Juvenile Yellow-shouldered Amazon chick

One of the emerging and recurrent debates in parrot keeping is the question of whether to hand-feed baby parrots or to let the parent birds raise their chicks.  Some claim that hand-feeding a young parrot will lead to a happier pet bird which is more tame and more strongly bonded with its owner.  Others have asserted that allowing the parents to raise their own young will produce healthier and better-adjusted birds, which themselves will make better parents later in life.  Not surprisingly, there is some truth to both assertions, and of course there are exceptions to every rule. 

In principle, the World Parrot Trust supports husbandry choices for parrots which most closely reflect what these birds have experienced through millions of years of evolution.  In the case of feeding baby parrots, with a few important caveats, their own parents are uniquely qualified for the job.

Adult Green-cheeked Amazon feeding chick

The importance of parental nurturing

If you ever get the privilege to watch the process in person you will find there is a lot more going on inside a parrot nest than just the deposit of food from adult to chick.  There are complex interactions between the chick and its mother and father, and of course, for most parrots, among siblings as well.  In the wild, these interactions go even further to include insects in the nest litter, or bats hanging from the top of the cavity, and other animals coming and going from the cavity.  In one of our studies of a Caribbean Amazon, a nest camera revealed a chick perched happily on the end of an iguana’s tail! 

Based on what we know about the development of other complex, intelligent, and slow to mature species, these early experiences, particularly relations with parents and siblings, are likely to be very important to the healthy development and successful fledging of the chicks.  It’s nearly impossible for a hand-rearer to mimic such complex interactions throughout the day and night, whereas a parrot parent will very often do an outstanding job (particularly, it turns out, if it was too was raised by its own parents).

The positives of hand-rearing

Near fledgling Blue and Yellow Macaws

Like nearly everything else with parrots, the reality isn’t so black and white.  In the case of hand-rearing, there are of course instances when one or both parents, for whatever reason, choose not to rear their chicks, or make parenting decisions which threaten the chicks' survival.  Or in some cases, one of the parents is unable to care for the young. In these instances, very often it becomes essential for the chicks to be pulled from the nest and hand-fed, or left in the nest and given supplementary feeding.  There is ample evidence that such birds, particularly if socialized well through fledging and independence, can grow to be happy and healthy parrots.
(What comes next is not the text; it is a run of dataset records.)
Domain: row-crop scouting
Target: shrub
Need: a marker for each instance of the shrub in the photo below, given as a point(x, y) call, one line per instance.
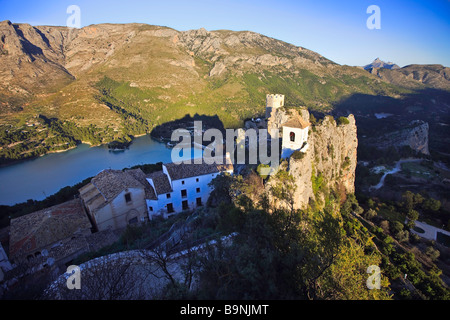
point(342, 121)
point(298, 155)
point(432, 253)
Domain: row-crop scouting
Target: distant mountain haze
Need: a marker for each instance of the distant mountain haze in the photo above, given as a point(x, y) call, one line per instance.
point(116, 80)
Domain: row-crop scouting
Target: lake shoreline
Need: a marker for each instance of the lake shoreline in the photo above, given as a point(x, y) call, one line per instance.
point(44, 176)
point(22, 160)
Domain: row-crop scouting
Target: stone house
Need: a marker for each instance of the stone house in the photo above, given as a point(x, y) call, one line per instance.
point(295, 136)
point(114, 198)
point(50, 236)
point(180, 187)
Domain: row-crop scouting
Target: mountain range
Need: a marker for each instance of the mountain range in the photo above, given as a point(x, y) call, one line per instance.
point(105, 82)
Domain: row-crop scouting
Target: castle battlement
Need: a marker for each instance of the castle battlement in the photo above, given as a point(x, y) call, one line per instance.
point(273, 101)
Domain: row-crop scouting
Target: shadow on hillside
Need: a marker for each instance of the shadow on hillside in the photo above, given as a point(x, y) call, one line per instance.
point(164, 131)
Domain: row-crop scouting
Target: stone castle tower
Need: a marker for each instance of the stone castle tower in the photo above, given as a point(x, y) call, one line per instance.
point(273, 102)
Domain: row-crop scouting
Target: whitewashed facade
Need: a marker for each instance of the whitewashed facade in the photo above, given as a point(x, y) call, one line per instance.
point(186, 190)
point(294, 139)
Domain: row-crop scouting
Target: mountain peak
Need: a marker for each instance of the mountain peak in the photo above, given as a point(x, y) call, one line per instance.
point(378, 63)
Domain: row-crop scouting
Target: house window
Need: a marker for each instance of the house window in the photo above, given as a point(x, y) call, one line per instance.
point(292, 136)
point(132, 221)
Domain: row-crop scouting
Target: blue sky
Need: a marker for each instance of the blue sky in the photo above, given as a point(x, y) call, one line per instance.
point(411, 31)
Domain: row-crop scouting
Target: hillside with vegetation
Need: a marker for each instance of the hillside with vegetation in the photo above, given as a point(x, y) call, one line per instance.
point(111, 82)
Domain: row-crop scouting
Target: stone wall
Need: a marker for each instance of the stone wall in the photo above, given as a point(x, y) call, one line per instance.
point(331, 154)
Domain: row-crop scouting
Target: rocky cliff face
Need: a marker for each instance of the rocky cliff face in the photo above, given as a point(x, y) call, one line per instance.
point(329, 163)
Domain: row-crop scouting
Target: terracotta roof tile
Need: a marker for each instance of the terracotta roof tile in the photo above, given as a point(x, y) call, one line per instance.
point(42, 228)
point(296, 122)
point(161, 182)
point(183, 170)
point(111, 182)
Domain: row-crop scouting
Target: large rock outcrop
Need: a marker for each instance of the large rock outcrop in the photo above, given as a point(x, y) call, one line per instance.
point(328, 165)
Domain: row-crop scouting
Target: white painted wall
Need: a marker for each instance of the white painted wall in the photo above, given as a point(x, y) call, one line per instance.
point(190, 185)
point(288, 146)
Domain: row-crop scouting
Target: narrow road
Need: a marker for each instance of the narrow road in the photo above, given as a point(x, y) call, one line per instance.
point(396, 169)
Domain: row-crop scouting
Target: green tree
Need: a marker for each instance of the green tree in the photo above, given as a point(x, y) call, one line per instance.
point(412, 215)
point(431, 204)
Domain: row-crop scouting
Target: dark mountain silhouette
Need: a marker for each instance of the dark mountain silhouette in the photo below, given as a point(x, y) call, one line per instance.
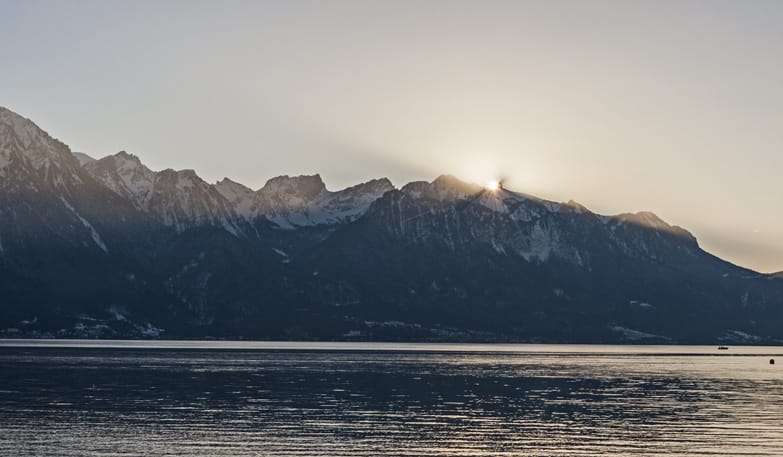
point(110, 248)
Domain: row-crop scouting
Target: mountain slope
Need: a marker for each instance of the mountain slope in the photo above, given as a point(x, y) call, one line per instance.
point(111, 248)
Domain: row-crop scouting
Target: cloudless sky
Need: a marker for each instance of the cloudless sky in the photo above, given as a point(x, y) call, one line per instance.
point(670, 106)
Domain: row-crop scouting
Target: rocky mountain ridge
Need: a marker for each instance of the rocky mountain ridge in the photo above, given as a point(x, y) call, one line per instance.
point(110, 248)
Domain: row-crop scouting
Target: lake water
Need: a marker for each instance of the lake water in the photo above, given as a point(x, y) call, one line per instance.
point(109, 398)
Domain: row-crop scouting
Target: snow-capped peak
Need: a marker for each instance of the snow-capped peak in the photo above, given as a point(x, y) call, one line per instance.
point(22, 141)
point(444, 187)
point(83, 158)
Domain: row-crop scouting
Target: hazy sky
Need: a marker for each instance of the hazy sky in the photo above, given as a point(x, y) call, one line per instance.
point(670, 106)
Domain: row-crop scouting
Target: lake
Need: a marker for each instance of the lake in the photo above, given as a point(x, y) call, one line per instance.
point(156, 398)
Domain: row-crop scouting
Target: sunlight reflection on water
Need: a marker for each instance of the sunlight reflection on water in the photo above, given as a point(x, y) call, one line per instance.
point(244, 399)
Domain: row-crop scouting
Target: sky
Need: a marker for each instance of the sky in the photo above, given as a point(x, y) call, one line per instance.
point(623, 106)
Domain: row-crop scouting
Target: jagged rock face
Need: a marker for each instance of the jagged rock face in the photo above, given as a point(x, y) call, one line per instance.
point(178, 199)
point(302, 201)
point(432, 260)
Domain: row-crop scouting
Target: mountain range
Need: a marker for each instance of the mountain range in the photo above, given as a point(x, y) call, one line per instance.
point(110, 248)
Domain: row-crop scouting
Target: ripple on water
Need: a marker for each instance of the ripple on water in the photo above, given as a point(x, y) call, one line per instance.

One final detail worth thinking about regardless of whether a parrot is hand-reared or parent-reared is that for nearly all parrot species, companion birds will consume a diet which bears only the faintest resemblance to what birds of the same species would eat in the wild.  While of course this matters from a nutritional standpoint, there are other issues as well.  One has to do with the phenomenally complex chemistry of wild tree seeds, fruits, buds, and bark, and the other has to do with their structure.  Studies of wild parrots which sample the foods in chicks’ crops generally find a complex and coarse collection of ingredients – whole seeds with hard shells, insects, bark, soil, and other contents, none of which one is likely to find in a companion chick’s crop whether it’s fed by a human or its parent.  In light of this, not only should parrot parents rear their chicks whenever possible, caregivers should be providing the adult parrots with as diverse and complex a collection of foods as they can manage, which will enable the parents the choice to feed their chicks the best possible combination of foods.

In sum, there are advantages for both methods of raising chicks, but in general a parrot is the best parent for a parrot youngster.